The others assembled in the room seemed
shocked at the perceived rebuke. Godric, praise the Lady, merely
scratched at his chin. It was his custom to forgo shaving when
travelling, as they both knew. What was necessary to belong amongst
courtiers was not so on the road, as he had once told Bertie, and
then had reached out, letting his hand pass over Bertie’s skirts
without touching them, making a point without saying another
word.

Bertie’s skirts often confused others, but
he did not wear them to startle others or for comfort while
travelling. He wore his skirts because he pleased to. Just as it
had pleased him to touch himself at the memory of Godric’s hand so
close to him, and what Godric might have done if he had loved
Bertie in return, if he would have lifted the layers of cloth to
bare Bertie’s skin, if he would use his mouth on his cock, or just
work him with one strong hand, if Godric would like the feel of
soft skirts against his stomach and thighs as Bertie rode him. He
had often wondered if Godric would speak more in bed, and what he
would say if Bertie begged to fuck him.

He was imagining it when Godric cleared his
throat to speak again, and Bertie could not help wetting his lips
again in delight at the sound of his voice.

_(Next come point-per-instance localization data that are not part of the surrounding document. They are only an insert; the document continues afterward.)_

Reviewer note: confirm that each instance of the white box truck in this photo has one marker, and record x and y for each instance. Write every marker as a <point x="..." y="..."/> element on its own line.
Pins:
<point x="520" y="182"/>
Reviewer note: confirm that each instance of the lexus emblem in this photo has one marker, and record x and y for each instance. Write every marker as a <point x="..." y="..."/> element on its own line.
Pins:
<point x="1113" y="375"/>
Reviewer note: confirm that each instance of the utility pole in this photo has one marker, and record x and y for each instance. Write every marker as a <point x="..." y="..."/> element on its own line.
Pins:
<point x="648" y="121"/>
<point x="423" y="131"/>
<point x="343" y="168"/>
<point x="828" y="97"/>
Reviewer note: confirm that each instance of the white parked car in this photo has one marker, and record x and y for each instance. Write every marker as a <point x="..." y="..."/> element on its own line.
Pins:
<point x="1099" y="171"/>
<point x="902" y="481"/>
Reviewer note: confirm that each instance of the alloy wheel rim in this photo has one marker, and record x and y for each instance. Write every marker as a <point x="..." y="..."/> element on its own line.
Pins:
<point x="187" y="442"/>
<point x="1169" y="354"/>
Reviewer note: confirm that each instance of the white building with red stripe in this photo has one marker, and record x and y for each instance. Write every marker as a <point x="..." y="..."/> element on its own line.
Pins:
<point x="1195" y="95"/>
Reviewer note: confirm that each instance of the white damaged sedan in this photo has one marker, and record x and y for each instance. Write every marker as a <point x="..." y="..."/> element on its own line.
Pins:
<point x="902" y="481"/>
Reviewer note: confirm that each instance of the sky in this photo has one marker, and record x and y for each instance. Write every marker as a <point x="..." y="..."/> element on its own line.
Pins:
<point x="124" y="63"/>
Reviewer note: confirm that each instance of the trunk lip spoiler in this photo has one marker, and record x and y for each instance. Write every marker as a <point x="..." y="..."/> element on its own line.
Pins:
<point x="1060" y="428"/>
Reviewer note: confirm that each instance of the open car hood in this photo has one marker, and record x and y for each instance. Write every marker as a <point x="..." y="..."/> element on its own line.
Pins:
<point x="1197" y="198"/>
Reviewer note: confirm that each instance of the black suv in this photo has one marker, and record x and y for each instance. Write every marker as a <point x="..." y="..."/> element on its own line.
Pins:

“If my beard offends you, my lord…” Godric
started to say and Bertie took another step forward before
remembering himself and halting. Despite the lingering cold his
blood was suddenly pounding, heating his skin. He wrapped his arms
about his body to keep his hands safely away from Godric. He felt
his cheeks flush. He had not meant to mock Godric, yet once again
he had publically embarrassed the man.